Now the most serious work begins. I can finish my journalistic studies and move onto my first book in that arena. While I work on that with my sister and photographer partner, I can split the rest of my time with work on poetry projects, plotting and preliminary work on a women’s novel. When time allows, I’ll dabble in two different fantasy worlds for YA. Odd moments will find me working on articles and short stories for magazines and Yahoo.
A couple of years may pass before I get all of those projects done. I’ve learned a few things from NaNoWriMo, though. Plotting doesn’t take forever any more, since I learned how to plot from a few experts.
Besides, every writer knows that the initial writing doesn’t have to take years for a book today. It’s the rewrites, tweaking, querying, grabbing an agent’s attention and contract, and then marketing it to publishers and readers. That’s where the time lays waiting. Unless, of course, you’re building major universes to live in like some of the greats have done.

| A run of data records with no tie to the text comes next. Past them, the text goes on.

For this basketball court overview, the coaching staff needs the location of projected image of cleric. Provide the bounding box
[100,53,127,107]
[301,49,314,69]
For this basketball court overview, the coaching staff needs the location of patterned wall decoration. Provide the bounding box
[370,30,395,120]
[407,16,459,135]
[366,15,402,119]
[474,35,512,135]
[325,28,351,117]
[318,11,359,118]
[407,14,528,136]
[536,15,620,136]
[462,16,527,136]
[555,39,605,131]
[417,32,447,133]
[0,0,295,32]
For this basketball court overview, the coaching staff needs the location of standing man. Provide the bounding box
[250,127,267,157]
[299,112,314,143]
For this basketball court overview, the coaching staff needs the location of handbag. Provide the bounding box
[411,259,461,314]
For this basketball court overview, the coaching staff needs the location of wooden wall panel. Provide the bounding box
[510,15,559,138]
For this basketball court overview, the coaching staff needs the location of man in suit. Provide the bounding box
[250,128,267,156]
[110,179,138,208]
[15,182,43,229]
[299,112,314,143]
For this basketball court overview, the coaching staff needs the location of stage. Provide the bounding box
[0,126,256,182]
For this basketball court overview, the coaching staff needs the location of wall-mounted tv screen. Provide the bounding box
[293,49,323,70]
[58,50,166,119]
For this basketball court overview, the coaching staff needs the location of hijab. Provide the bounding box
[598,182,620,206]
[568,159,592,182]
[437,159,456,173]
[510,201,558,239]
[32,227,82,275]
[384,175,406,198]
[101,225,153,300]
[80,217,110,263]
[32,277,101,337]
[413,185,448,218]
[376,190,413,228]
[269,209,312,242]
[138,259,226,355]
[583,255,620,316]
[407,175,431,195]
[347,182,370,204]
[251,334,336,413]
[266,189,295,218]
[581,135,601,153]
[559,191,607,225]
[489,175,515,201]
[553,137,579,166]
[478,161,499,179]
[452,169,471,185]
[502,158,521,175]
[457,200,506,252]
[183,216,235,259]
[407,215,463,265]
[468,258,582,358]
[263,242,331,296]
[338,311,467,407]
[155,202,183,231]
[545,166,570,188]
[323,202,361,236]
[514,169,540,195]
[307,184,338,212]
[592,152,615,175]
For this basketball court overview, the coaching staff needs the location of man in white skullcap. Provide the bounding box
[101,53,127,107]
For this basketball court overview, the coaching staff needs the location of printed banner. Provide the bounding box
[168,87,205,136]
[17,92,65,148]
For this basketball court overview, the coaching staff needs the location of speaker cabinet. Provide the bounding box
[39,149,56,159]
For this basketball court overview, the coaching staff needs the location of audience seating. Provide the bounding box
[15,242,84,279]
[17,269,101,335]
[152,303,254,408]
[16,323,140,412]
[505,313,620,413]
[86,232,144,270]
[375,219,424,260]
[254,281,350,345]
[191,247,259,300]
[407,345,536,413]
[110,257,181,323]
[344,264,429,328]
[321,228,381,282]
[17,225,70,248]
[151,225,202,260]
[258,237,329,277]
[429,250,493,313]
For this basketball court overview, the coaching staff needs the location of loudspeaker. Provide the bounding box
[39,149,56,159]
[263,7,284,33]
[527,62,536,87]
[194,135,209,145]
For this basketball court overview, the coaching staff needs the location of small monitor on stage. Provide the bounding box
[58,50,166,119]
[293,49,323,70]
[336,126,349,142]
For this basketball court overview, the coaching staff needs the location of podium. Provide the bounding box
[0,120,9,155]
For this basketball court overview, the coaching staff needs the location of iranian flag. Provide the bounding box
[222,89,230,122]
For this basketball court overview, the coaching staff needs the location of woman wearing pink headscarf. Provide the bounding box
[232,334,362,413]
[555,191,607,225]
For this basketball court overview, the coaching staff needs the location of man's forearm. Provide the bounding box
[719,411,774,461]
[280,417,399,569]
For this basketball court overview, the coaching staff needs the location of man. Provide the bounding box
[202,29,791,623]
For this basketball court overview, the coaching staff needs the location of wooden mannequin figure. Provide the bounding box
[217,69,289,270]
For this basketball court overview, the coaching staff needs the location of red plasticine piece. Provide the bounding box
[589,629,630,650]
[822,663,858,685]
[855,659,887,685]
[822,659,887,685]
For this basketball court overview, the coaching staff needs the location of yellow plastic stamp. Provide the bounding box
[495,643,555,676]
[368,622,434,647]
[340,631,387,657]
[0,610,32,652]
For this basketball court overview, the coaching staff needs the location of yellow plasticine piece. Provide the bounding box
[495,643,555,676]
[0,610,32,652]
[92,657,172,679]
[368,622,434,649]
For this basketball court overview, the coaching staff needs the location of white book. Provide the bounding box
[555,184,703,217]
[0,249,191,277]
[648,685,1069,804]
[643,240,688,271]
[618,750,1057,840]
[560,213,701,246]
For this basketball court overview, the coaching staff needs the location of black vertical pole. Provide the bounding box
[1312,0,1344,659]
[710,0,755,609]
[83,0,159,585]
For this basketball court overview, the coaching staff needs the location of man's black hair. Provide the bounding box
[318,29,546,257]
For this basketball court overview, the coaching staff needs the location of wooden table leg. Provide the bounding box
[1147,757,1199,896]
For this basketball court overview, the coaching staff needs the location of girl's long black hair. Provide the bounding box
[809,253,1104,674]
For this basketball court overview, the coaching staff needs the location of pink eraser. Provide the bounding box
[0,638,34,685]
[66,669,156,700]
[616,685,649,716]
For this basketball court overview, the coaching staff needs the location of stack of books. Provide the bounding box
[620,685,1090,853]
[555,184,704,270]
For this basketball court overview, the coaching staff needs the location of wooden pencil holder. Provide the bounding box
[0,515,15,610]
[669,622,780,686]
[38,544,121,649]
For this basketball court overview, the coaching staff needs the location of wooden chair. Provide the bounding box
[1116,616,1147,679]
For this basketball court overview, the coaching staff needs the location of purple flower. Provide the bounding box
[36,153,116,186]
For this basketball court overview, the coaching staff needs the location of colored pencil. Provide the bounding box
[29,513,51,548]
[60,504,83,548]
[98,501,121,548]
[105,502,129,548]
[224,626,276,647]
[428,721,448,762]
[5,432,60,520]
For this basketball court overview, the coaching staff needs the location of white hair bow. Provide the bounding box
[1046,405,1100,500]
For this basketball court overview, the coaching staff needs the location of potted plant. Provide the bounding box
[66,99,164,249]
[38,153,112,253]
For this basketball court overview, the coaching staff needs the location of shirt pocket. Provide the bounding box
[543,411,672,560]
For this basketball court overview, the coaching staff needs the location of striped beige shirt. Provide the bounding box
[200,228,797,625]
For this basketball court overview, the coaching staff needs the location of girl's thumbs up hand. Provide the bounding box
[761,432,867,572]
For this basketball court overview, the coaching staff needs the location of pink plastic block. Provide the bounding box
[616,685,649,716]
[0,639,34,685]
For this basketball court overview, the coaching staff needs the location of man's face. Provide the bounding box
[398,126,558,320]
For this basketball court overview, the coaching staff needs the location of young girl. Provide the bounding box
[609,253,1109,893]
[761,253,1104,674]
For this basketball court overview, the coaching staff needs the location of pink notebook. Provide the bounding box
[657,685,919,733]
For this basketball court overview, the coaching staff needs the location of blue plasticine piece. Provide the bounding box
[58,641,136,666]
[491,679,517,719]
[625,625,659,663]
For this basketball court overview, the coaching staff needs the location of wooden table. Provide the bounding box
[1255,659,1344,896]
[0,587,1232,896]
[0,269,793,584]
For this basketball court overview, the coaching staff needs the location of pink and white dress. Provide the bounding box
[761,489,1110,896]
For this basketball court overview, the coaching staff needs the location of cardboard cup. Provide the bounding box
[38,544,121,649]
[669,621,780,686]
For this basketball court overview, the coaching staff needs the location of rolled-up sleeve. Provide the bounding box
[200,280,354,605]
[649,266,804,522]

I’m also realistic enough to know that some of those projects will fall by the wayside. I’m doubly blessed in that I have terrific writer friends who will give me a good swift boot where it counts if I don’t do the best job I can on any project. They’ll hold my hand when my characters turn traitor and abandon me in the midst of a crisis. Laughter will take me by surprise when I’m most in need of it.
A writer’s circumstances ebb and flow with the Moon’s cycles as do the tides. Procrastination wars with frantic productivity and creative exuberance. I’ve climbed into my baby writer’s rowboat and placed my hands on the oars. My only decision of the moment concerns which port-o-call holds the greatest allure. Muse sirens call to me.
I cast my glance toward a distant shoreline named Journey and begin with the first stroke. I have heard that the destination isn’t as important as steps taken to get there. Each stroke of the oars will move me ever closer, but what will each stroke reveal along the way? That’s a question that can only be answered as they happen.